The isolated apoptotic bodies (SKBR3) or extracellular vesicles (4T1) were lysed with 100 μL of 2% SDS and 1× protease inhibitor (Sigma-Aldrich) and homogenized using a Branson probe sonicator (Fisher Scientific) with an amplitude of 30%, 15 s on, followed by 30 s off in cold water. Samples were centrifuged at 14,000g for 10 min at 4 °C. Supernatant was collected and protein concentrations were measured using a BCA protein assay (Thermo Fisher Scientific). 50 μg of protein per sample was used for subsequent LC/MS analysis. Proteins were reduced in 10 mM TCEP (Sigma-Aldrich) and incubated at room temperature for 1.5 h. Iodoacetamide (Acros Organics) was added to each sample for alkylation of proteins in 1.5-fold molar excess of TCEP, followed by incubation for 45 min at room temperature in the dark. Each protein sample was digested overnight in 50 mM ammonium bicarbonate at 37 °C with 2 μg of trypsin (Thermo Fisher Scientific). The resulting tryptic peptides were vacuum-dried and reconstituted in 100 μL of 0.1% formic acid (Fisher Scientific). Approximately 2 μg (4 μL samples) of tryptic peptides were analyzed using a Dionex Ultimate Rapid Separation Liquid Chromatography system (Thermo Fisher Scientific) coupled to a LTQ-Orbitrap Elite mass spectrometer (Thermo Fisher Scientific). Tryptic peptides were separated using C18-based reverse-phase chromatography. We used a C18 trap column (Thermo Fisher Scientific) and a 25 cm long C18 analytical column (New Objective) packed in house with Magic C18 AQ resin (Michrom Bioresources) in an acetonitrile gradient up to 35% B over 100 min, followed by an increase to 85% B over 7 min, with a 5 min hold (Phase A = 0.1% formic acid in water; B = 0.1% formic acid in acetonitrile) at a flow rate of 0.6 μL/min. The analytical column was re-equilibrated prior to the next sample injection, and each sample was analyzed in triplicate. Briefly, the MS spectra were acquired in a data-dependent fashion in which the top 10 most abundant ions per MS1 scan were selected for higher energy collision induced dissociation (35 eV). MS1 resolution was set at 60,000, FT AGC target was set at 1 × 106, and the m/z scan range was set from m/z = 400–1800. MS2 AGC target at 3 × 104, and dynamic exclusion was enabled for 30 s.
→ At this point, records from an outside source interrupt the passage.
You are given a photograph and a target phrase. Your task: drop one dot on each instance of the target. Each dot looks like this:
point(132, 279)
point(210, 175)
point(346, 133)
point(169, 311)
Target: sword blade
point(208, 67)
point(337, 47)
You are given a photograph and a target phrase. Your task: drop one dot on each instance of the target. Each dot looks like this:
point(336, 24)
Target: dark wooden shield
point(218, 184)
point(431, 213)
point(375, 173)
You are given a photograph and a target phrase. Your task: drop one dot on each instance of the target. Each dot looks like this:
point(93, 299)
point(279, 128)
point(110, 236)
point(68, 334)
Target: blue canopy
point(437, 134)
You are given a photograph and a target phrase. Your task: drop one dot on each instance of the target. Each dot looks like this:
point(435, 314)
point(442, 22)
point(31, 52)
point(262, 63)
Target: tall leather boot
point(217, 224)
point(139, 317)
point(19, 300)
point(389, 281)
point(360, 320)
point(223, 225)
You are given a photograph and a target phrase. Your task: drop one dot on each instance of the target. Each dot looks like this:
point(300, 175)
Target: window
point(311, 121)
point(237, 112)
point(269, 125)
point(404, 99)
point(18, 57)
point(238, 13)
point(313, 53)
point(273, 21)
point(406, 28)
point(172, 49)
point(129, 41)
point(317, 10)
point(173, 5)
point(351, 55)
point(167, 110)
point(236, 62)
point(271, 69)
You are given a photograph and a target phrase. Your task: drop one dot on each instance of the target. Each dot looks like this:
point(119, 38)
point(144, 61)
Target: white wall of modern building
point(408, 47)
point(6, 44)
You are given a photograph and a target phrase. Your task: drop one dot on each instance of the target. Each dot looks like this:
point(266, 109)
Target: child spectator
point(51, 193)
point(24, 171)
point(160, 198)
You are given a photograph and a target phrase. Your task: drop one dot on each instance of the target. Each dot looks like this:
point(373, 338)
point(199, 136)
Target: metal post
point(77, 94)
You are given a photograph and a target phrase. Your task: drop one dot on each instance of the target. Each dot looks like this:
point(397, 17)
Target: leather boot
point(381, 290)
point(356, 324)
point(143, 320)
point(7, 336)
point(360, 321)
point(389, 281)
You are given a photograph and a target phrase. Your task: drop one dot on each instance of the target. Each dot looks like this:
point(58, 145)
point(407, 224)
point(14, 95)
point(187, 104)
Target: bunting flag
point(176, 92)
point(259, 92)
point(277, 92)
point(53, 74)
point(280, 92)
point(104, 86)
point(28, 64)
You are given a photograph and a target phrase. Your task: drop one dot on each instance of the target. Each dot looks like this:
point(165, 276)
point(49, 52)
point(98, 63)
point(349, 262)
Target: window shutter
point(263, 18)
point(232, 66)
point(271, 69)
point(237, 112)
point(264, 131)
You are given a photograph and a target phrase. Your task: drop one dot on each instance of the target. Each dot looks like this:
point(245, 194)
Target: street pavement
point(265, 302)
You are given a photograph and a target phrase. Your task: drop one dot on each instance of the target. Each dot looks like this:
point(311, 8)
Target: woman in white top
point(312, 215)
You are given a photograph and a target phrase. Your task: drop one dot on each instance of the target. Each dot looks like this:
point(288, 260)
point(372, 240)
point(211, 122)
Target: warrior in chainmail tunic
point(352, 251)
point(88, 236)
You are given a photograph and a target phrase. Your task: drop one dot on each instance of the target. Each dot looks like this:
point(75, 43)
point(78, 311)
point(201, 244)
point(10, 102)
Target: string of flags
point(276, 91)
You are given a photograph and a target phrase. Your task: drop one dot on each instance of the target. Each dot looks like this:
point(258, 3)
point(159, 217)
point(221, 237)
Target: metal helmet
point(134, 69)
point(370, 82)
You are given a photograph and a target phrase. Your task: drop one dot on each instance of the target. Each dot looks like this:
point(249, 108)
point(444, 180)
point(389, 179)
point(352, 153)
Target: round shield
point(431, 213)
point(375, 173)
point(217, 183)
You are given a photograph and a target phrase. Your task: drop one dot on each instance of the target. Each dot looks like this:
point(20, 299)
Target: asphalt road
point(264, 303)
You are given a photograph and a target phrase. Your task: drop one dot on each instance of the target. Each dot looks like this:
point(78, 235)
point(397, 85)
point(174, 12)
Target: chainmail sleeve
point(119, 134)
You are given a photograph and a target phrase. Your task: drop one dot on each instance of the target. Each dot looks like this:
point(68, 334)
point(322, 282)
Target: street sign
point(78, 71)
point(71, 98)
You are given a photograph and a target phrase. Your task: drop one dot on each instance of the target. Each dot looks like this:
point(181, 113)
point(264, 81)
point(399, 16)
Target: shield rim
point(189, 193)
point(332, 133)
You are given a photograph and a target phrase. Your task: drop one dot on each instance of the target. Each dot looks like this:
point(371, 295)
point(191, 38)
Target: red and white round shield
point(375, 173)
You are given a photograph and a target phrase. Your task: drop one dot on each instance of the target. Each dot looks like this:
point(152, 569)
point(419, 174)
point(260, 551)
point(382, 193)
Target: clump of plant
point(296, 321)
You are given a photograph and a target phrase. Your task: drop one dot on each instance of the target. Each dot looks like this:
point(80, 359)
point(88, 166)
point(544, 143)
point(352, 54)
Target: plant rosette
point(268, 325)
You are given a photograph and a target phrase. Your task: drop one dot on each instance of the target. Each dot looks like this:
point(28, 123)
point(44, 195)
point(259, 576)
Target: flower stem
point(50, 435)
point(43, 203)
The resulting data were searched against the Swiss-Prot database containing the reference mouse proteome (2017; 17,191 entries) (4T1) or human proteome (2017; 20,484 entries) (SKBR3) using Byonic 2.11.0 (Protein Metrics), including the following search parameters: precursor mass tolerance <0.5 Da, fragment mass tolerance <10 ppm, and ≤2 missed cleavages. Cysteine carbamidomethylation (+57.021) was set as a fix modification, and methionine oxidation (+15.994) and asparagine deamidation (+0.984) were set as a variable modification. Peptide identifications were filtered for a false discovery rate of <1%. Protein abundances were calculated as the logarithm of the number peptide spectrum matches after normalization divided by the number of theoretically identifiable peptides (calculated as the number of fully tryptic peptides by in silico digestion within m/z range between 400 and 1800 Th using dbtoolkit)45 according to the iBAQ algorithm.46 Data were analyzed to determine the biological functions of identified proteins, and the proteins were categorized by gene ontology (GO) biological process, GO cellular component, GO molecular function, and biological pathway according to Uniprot database downloaded on February 22, 2019 and analyzed using FunRich 3.1.3.47 Finally, to determine the total number of proteins belonging to different apoptotic processes, the total signal of all proteins classified according to the cancer proteomics database was summed.48
Labeling of ApoBds Using ICG and DiD.
The ReApoBs were labeled with ICG by a conjugation process and with lipophilic dye (DiD) (3 μL of 1 mM concentration), as we published in our previous study.19 Briefly, the NH2-reactive ICG (125 μg) was mixed with 875 μg of protein equivalent of ReApoBds (1:7 dye to protein ratio) in 1 mL of 100 mM sodium bicarbonate buffer (pH 9.5) and kept in a shaker for 1 h with a constant mixing with DiD. After 1 h, the ICG conjugated ReApoBds were washed three times to remove unconjugated ICG before we extruded using a mechanical extrusion process.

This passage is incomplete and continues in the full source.